Carbon – the connection between the atmosphere, soil, and plants

Eddie Smit, Tercia Strydom, and Prof Johan van Tol testing the hydrophobicity of soils directly after an experimental fire.

The main driving force behind climate change is the emission of greenhouse gases through human activities, says Prof Linus Franke, Associate Professor and Head of the Department of Soil, Crop and Climate Sciences at the University of the Free State. “Carbon dioxide is the biggest culprit, accounting for 72% of the global warming effect, followed by methane and nitrous oxide.” 

Too much carbon in the atmosphere
Human activities are the main driver of climate change, mainly by burning fossil fuels such as coal, gas, and oil, with the energy sector, industries, transport, buildings, and agriculture as the biggest emitters of greenhouse gases. 

According to the United Nations, the burning of these fossil fuels generates greenhouse gas emissions that wrap around the earth like a blanket, trapping the heat of the sun and resulting in raised temperatures. According to Prof Franke, it is important to mitigate climate change and prevent a global temperature rise of more than 1,5 degrees Celsius. According to the Intergovernmental Panel on Climate Change (IPCC), we are looking at a temperature increase of around four degrees Celsius by the end of this century, if there are no drastic changes.

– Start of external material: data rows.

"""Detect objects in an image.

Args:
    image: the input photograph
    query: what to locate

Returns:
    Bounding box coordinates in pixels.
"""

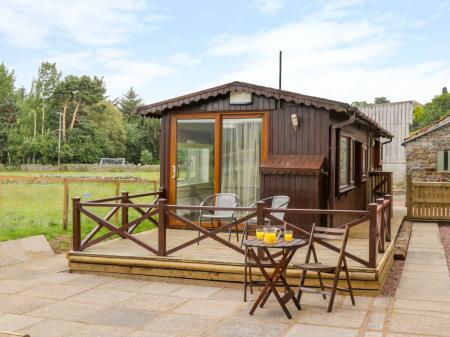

With an increase in global warming, we are expecting more disturbances in weather patterns, resulting in further extreme weather conditions such as droughts, floods, and extremely cold/hot conditions. Annually, millions of people lose their lives, livelihoods, and homes due to the effects of global warming.
“The latter has been predicted for a long time, but today it is a common phenomenon. Twenty years ago, climate change was about analysing trends in data sets. Today, to observe climate change, one can just look out of the window. In the past 10 years, climate change has become a reality,” says Prof Franke. 
Although carbon dioxide is one of the biggest contributors to global warming, it has an important role to play in soil health.